Missed TensorFlow Dev Summit? Check out the video playlist. Watch recordings

tfp.experimental.substrates.jax.mcmc.ReplicaExchangeMC

View source on GitHub

Runs one step of the Replica Exchange Monte Carlo.

Inherits From: TransitionKernel

tfp.experimental.substrates.jax.mcmc.ReplicaExchangeMC(
    target_log_prob_fn, inverse_temperatures, make_kernel_fn,
    swap_proposal_fn=default_swap_proposal_fn(1.0), seed=None, validate_args=False,
    name=None
)

Replica Exchange Monte Carlo is a Markov chain Monte Carlo (MCMC) algorithm that is also known as Parallel Tempering. This algorithm takes multiple samples (from tempered distributions) in parallel, then swaps these samples according to the Metropolis-Hastings criterion. See also the review paper [1].

The K replicas are parameterized in terms of inverse_temperature's, (beta[0], beta[1], ..., beta[K-1]).
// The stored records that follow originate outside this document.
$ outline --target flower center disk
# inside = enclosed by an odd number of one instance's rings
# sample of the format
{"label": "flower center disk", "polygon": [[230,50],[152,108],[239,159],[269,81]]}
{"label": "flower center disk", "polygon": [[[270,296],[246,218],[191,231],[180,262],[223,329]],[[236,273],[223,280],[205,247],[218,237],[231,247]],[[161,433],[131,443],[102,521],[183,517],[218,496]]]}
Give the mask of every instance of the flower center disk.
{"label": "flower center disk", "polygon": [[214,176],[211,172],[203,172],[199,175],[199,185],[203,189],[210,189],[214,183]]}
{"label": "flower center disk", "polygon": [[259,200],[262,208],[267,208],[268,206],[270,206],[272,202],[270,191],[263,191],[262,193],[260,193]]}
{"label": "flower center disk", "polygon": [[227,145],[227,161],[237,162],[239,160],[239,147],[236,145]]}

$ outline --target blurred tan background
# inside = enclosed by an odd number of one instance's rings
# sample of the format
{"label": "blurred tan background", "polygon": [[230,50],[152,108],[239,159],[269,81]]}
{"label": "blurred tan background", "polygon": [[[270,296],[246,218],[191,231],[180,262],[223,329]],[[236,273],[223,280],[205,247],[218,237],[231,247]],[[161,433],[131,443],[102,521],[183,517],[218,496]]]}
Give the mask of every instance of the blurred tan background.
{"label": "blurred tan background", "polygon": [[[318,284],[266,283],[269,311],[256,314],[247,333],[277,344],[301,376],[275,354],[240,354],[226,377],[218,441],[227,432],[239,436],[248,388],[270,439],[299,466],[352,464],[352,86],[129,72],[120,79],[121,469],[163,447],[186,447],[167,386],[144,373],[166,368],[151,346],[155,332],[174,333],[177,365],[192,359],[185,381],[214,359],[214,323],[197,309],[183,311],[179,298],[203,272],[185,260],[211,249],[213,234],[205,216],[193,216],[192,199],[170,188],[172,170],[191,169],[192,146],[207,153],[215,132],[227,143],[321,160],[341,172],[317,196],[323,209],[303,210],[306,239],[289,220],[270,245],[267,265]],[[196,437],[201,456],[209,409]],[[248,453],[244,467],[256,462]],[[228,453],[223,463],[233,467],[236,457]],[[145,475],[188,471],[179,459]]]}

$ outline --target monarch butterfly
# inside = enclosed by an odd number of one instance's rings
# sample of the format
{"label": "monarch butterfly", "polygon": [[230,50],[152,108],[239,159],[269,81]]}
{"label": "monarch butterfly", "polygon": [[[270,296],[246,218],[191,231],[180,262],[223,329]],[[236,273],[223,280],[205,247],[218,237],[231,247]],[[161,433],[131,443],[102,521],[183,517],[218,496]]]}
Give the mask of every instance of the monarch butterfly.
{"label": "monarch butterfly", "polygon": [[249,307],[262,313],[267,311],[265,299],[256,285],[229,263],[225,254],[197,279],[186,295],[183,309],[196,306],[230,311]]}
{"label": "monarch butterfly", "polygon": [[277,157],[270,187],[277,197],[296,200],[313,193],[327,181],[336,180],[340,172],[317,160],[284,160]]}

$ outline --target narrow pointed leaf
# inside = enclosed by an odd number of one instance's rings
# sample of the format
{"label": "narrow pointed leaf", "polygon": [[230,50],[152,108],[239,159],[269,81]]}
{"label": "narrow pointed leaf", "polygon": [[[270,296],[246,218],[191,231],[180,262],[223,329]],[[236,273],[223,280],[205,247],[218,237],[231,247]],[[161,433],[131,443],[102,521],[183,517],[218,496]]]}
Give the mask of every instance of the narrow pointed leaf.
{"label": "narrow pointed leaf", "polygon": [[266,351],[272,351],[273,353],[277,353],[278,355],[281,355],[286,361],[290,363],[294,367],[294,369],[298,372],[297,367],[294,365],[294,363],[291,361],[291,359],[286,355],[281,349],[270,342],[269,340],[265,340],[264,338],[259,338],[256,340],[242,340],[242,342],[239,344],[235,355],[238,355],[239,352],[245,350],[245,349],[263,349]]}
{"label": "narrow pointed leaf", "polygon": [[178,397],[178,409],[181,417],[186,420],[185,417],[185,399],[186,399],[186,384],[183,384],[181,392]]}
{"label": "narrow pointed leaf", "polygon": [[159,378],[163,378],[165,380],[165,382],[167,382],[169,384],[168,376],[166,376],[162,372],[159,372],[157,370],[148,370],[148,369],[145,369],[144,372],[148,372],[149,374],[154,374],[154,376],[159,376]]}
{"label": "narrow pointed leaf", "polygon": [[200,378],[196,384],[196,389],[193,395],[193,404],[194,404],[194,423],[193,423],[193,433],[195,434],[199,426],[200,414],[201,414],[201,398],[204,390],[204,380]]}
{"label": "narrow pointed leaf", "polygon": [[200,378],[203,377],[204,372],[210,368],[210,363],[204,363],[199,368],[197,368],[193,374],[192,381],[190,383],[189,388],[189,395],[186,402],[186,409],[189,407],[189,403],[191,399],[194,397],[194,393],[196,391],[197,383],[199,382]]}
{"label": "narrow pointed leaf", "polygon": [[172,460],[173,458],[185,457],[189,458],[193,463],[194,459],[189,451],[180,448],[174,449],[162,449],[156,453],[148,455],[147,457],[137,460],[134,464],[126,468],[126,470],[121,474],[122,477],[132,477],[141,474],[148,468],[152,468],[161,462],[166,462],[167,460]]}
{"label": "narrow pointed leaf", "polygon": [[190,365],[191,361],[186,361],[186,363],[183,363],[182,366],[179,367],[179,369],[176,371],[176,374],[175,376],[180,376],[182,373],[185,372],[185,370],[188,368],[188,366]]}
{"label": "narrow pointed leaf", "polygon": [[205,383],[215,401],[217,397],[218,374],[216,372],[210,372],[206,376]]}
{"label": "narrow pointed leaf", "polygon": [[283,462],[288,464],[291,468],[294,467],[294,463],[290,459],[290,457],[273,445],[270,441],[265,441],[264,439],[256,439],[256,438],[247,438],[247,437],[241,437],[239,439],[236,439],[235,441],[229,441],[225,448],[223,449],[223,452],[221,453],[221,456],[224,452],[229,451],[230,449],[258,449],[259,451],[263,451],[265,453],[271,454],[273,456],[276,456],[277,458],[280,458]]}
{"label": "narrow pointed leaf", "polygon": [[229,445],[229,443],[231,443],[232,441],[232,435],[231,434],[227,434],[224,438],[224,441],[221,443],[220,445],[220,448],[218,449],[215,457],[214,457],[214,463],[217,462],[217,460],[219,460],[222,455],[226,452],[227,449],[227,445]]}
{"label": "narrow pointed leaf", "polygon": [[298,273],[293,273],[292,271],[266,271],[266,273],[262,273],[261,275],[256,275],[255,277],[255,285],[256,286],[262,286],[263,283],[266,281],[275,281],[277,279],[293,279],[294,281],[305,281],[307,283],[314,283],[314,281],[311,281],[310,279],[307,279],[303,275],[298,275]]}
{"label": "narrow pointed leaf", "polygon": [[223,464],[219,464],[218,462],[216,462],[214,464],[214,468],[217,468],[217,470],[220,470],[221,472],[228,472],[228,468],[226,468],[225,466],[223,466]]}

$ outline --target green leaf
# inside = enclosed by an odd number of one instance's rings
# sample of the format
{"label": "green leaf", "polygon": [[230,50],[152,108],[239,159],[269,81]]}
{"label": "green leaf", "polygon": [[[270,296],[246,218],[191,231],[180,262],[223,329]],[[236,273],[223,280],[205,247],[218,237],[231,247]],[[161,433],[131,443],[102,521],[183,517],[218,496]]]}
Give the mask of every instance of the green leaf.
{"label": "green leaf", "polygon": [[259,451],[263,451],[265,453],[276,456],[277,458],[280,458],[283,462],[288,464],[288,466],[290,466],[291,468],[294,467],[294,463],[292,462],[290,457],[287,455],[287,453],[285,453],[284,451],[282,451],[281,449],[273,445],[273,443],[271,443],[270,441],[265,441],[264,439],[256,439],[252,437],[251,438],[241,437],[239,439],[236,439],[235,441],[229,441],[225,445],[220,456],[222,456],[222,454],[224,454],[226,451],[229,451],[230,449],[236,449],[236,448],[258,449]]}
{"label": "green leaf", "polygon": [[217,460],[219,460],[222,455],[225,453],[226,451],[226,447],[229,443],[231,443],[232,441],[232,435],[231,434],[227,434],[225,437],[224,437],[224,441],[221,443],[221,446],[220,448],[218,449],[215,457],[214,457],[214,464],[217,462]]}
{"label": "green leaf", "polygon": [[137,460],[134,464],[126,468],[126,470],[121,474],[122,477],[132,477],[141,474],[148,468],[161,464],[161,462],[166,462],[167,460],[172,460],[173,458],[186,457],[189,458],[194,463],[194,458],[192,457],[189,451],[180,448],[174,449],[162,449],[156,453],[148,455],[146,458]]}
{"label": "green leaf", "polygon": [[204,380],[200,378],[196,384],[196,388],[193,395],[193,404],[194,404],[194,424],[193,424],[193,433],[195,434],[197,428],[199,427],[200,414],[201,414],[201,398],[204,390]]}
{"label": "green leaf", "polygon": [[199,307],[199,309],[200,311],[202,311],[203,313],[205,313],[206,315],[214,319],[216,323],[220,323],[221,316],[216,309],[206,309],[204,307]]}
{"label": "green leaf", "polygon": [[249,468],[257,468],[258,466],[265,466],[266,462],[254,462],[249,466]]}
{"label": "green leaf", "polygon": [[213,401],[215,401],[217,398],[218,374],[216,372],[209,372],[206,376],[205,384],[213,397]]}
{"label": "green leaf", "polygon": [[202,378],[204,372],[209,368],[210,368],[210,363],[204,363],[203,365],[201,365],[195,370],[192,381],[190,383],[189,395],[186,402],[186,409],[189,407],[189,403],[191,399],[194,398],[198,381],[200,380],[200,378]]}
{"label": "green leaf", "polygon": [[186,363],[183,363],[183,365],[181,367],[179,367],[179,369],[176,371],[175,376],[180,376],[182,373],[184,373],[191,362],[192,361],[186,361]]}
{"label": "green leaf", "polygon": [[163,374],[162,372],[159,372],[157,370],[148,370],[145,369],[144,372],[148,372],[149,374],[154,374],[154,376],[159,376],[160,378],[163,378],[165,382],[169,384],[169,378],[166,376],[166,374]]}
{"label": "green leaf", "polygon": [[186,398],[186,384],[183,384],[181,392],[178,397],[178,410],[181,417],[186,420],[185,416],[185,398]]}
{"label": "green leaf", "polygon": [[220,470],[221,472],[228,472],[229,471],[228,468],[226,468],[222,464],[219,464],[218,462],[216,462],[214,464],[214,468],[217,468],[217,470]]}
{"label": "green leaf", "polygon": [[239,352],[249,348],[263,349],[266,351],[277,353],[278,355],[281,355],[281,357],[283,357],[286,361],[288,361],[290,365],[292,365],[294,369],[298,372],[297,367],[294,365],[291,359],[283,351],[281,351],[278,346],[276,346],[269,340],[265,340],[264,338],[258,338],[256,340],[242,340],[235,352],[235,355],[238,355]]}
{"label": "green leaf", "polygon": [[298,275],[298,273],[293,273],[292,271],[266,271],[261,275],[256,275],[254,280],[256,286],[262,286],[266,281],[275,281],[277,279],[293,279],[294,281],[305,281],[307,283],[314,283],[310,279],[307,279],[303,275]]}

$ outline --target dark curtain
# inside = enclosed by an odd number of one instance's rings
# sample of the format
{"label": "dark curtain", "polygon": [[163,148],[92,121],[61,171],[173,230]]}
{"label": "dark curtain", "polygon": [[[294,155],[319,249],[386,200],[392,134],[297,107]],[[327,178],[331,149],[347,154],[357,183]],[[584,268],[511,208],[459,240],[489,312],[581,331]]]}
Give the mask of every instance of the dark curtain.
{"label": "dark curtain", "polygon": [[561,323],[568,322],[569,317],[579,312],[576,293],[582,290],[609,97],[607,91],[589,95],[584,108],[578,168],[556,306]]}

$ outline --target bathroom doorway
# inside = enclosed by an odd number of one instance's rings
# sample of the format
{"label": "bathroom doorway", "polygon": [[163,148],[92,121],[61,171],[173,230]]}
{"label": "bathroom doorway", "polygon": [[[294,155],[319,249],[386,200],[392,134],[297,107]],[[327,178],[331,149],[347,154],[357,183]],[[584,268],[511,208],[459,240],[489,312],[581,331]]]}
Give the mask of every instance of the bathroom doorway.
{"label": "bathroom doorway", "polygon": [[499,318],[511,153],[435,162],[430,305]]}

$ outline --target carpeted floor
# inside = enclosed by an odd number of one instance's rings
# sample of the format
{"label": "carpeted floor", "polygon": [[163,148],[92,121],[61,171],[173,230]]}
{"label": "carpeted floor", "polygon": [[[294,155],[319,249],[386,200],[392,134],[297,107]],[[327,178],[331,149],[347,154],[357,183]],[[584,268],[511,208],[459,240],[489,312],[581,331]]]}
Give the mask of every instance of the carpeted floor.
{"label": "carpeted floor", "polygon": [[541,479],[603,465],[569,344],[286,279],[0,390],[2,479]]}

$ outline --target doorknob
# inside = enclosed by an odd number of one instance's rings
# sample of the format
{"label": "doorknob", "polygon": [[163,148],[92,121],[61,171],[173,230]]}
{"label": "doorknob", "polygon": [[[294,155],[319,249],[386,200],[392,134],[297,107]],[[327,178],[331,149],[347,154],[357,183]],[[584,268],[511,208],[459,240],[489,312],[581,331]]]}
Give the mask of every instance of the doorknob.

If the target distribution has probability density p(x), the kth replica has density p(x)**beta_k.

Typically beta[0] = 1.0, and 1.0 > beta[1] > beta[2] > ... > 0.0. Trying geometrically decaying beta is good starting point.

  • beta[0] == 1 ==> First replicas samples from the target density, p.
  • beta[k] < 1, for k = 1, ..., K-1 ==> Other replicas sample from "flattened" versions of p (peak is less high, valley less low). These distributions are somewhat closer to a uniform on the support of p.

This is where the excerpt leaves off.